SHIP2 is a 142-kDa protein that contains a catalytic core structure similar to SHIP1 (7). Unlike the case with SHIP1, the phosphorylation of certain tyrosines in SHIP2 can enhance its 5′-phosphatase activity as measured in immunoprecipitates (27, 31). For example, if HeLa cells are transfected with SHIP2 and treated with EGF or H₂O₂, there is a marked increase in the tyrosine phosphorylation state of SHIP2 and a 2-fold increase in the activity of the enzyme (27, 31). Mutational analysis of tyrosines in SHIP2 showed that Tyr⁹⁸⁶/Tyr⁹⁸⁷ and Tyr¹¹³⁵ were the most likely sites phosphorylated in response to EGF (27). Importantly, there are three potential regulatory serine/threonine residues (Thr⁹⁵⁸, Ser¹⁰⁰³, and Ser⁹⁸²) in the C-terminal region of SHIP2 (32–34). These three residues are located near Tyr⁹⁸⁶, a well known tyrosine phosphorylation site in the NPXY motif of the molecule. Therefore, it has been suggested that the phosphorylation of Thr⁹⁵⁸, Ser¹⁰⁰³, or Ser⁹⁸² could affect the affinity of Tyr⁹⁸⁶ for its tyrosine kinase (32). Although there are a number of serine or threonine residues in the corresponding NPXY region of SHIP1 (see Fig. 1), based on our mutational analysis, they do not appear to be involved in the regulation of SHIP1 activity.

There is recent genetic and structural evidence that modification of amino acid residues in the catalytic region of the inositol phosphatase can markedly alter their activity. Genetic studies with the type IV 5′-phosphatase (INPP5E), a lipid phosphatase that hydrolyzes phosphate at the 5′-position from PtdIns-3,5-P₂, phosphatidylinositol 4,5-bisphosphate, and PtdIns-3,4,5-P₃, hint at how regulation of 5′-phosphatase activity could be modified by alteration of the residues in the 5′-phosphatase catalytic domain (28). INPP5E is a highly active 5′-phosphatase of PtdIns-3,4,5-P₃ that is widely expressed and found in brain, testis, breast, hemopoietic, and other cell types (35). Patients with human ciliary diseases were found to have single-nucleotide polymorphisms in the INPP5E gene in the region of the molecule corresponding to the catalytic core of SHIP1 (28). These single-nucleotide polymorphisms mutated arginine or lysine residues centered in the phosphatase domain and greatly impaired the 5′-phosphatase activity of the enzyme. Study of primary fibroblasts cultured from individual patients showed altered cellular phosphatidylinositol lipid ratios and transfection of the mutated proteins into HEK-293 cells resulted in phenotypes with high basal levels of phospho-Akt and an exaggerated response to PDGF (28). The authors modeled these mutations on the crystal structure of synaptojanin, a yeast 5′-inositol phosphatase (36), and found the residues to be clustered in the catalytic core of the molecule near the binding pocket for PtdIns-3,4,5-P₃ (28). These data suggest that modification of the amino acids in the 5′-phosphatase catalytic region of SHIP1 is capable of inducing meaningful changes in the enzyme's activity and provide additional support for our hypothesis that phosphorylation of Ser⁴⁴⁰ in the catalytic core of SHIP1 is important for regulation of PtdIns-3,4,5-P₃ signaling.

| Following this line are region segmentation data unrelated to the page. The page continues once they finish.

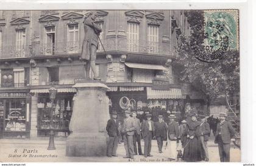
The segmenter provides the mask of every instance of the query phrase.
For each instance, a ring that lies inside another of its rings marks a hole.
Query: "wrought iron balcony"
[[[142,40],[127,40],[126,38],[108,38],[102,40],[105,50],[124,51],[132,53],[171,55],[169,43]],[[0,49],[0,58],[26,57],[49,56],[82,53],[82,41],[60,42],[32,45],[4,46]],[[98,52],[103,52],[99,43]]]
[[[24,83],[2,83],[1,88],[23,88],[25,87]]]

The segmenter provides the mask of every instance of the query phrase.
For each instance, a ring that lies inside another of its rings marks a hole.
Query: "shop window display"
[[[26,100],[11,99],[5,103],[5,126],[7,131],[26,131]]]
[[[52,123],[55,136],[66,137],[69,134],[69,125],[72,115],[72,99],[73,97],[55,100]],[[49,134],[51,129],[51,106],[52,103],[49,96],[38,98],[37,107],[39,136],[47,136]]]

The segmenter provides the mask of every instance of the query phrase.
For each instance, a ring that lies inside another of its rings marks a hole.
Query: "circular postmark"
[[[236,12],[236,11],[234,11]],[[204,62],[221,60],[225,52],[236,46],[236,23],[230,12],[204,12],[203,48],[195,47],[195,57]]]

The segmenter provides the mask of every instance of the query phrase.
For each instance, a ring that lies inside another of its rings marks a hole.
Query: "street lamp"
[[[54,111],[54,102],[57,94],[57,89],[52,86],[49,89],[49,93],[50,95],[51,102],[52,103],[52,106],[51,108],[51,121],[50,127],[51,131],[49,133],[50,137],[49,140],[49,146],[47,150],[55,150],[54,146],[54,132],[53,131],[53,111]]]

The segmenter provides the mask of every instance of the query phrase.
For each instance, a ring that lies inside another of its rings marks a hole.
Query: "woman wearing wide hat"
[[[190,162],[201,161],[201,144],[200,142],[200,124],[196,112],[191,112],[191,120],[187,122],[185,129],[187,138],[184,145],[183,160]]]

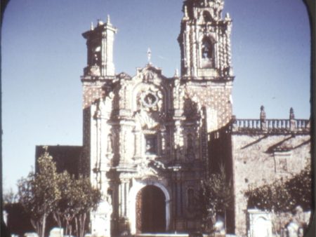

In conclusion, although tyrosine phosphorylation and activation of SHIP1 and SHIP2 is a highly studied area, there are few comprehensive reports on the regulation of SHIP1 or SHIP2 by serine/threonine kinases. PKA is the best characterized member of the serine/threonine protein kinase family, and phosphorylation of its substrates is important for regulating many cellular processes. Our previous observation that phosphorylation of SHIP1 with PKA markedly activates its function provided insight into an important new mode of SHIP1 regulation. In the present study, we have identified the Ser⁴⁴⁰ residue in SHIP1 as a major PKA phosphorylation site with functional implications. These results outline a new role for G protein-coupled receptors and PKA in regulating PtdIns-3,4,5-P₃ levels and inflammatory signals via the activation of SHIP1.